Low Aggregate PCI Bandwidth for 9800GX2

curryml · September 9, 2008, 2:48pm

Hello all,

I have a 9800GX2 that I’m trying to exercise with full PCIe v2 bandwidth. I have verified that the motherboard (MSI P7N Diamond) supports PCIe v2, and the card itself is PCIe v2. Running the bandwidth test with device=all yields 6+GB/s, but this test is performed serially instead of in parallel. When I run my own test with both cards performing at the same time, I get 3GB/s, which is the same as if transferring to one core, which is also the same as a PCIe v1 card would get.

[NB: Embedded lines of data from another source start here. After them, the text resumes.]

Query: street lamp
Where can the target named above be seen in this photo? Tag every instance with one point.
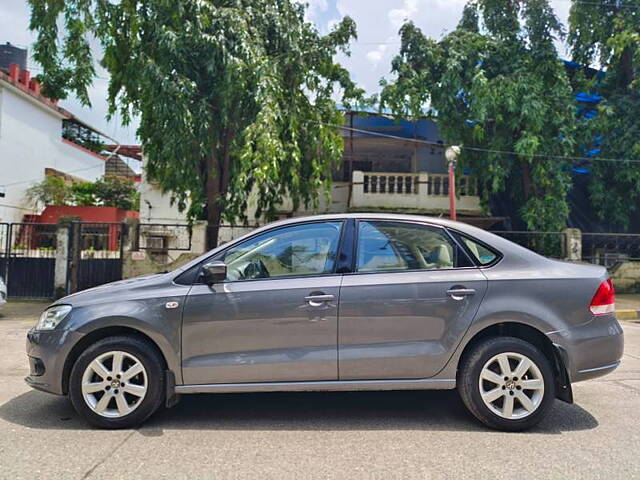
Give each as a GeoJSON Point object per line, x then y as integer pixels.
{"type": "Point", "coordinates": [451, 154]}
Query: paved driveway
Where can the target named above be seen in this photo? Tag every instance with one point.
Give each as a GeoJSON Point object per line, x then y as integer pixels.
{"type": "Point", "coordinates": [317, 435]}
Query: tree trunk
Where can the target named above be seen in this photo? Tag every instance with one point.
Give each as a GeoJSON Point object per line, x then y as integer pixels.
{"type": "Point", "coordinates": [214, 210]}
{"type": "Point", "coordinates": [217, 184]}
{"type": "Point", "coordinates": [527, 187]}
{"type": "Point", "coordinates": [626, 68]}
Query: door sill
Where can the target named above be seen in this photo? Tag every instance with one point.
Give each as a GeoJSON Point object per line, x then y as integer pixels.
{"type": "Point", "coordinates": [319, 386]}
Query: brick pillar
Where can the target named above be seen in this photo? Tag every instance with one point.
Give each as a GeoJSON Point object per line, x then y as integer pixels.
{"type": "Point", "coordinates": [62, 261]}
{"type": "Point", "coordinates": [572, 244]}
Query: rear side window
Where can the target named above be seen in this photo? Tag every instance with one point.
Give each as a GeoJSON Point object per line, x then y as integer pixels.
{"type": "Point", "coordinates": [396, 246]}
{"type": "Point", "coordinates": [482, 254]}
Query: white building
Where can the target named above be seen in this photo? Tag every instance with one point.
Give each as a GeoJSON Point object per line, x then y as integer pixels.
{"type": "Point", "coordinates": [32, 145]}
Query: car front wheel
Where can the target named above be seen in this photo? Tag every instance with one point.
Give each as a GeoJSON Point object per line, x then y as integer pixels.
{"type": "Point", "coordinates": [506, 383]}
{"type": "Point", "coordinates": [117, 382]}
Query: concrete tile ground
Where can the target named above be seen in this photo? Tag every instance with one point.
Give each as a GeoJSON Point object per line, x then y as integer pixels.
{"type": "Point", "coordinates": [381, 435]}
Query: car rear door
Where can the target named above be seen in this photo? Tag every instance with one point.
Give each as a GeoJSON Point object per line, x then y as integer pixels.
{"type": "Point", "coordinates": [404, 309]}
{"type": "Point", "coordinates": [274, 319]}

Is this a problem with my motherboard? My tests? My assumptions? I am assuming that both GPUs should be able to upload at the same time and get 6GB/s, same with download.

Matthew

tmurray · September 9, 2008, 3:11pm

Well, yeah, that assumption is wrong. A 9800 GX2 is two G92 chips connected to each other in a single slot. PCIe 2.0 gets you about 6GB/s per slot. Ergo, when streaming data to both GPUs simultaneously, you get 3GB/s per GPU.

curryml · September 9, 2008, 3:53pm

Well, my assumption was 6 GB/s aggregate, not per. As it is, I get 3 GB/s aggregate across both GPUs simulatenously. That is, when both are going at the same time, I get 1.5GB/s per GPU.

tmurray · September 9, 2008, 4:44pm

Okay, let me make sure I understand what you’re saying…

Running bandwidthTest on each chip independently = 6 GB/s per chip.

Running your own bandwidth test on both chips simultaneously = 1.5 GB/s per chip?

curryml · September 9, 2008, 5:26pm

Haha, sorry, I’m suffering from imprecise language. :) The general truism is: I’m not getting over 3 GB/s over the bus at a given moment.

Running bandwidthTest on one chip: 3 GB/s

Running bandwidthTest on two chips (which does this serially for each chip): 6 GB/s (3 GB/s per chip, not simultaneously)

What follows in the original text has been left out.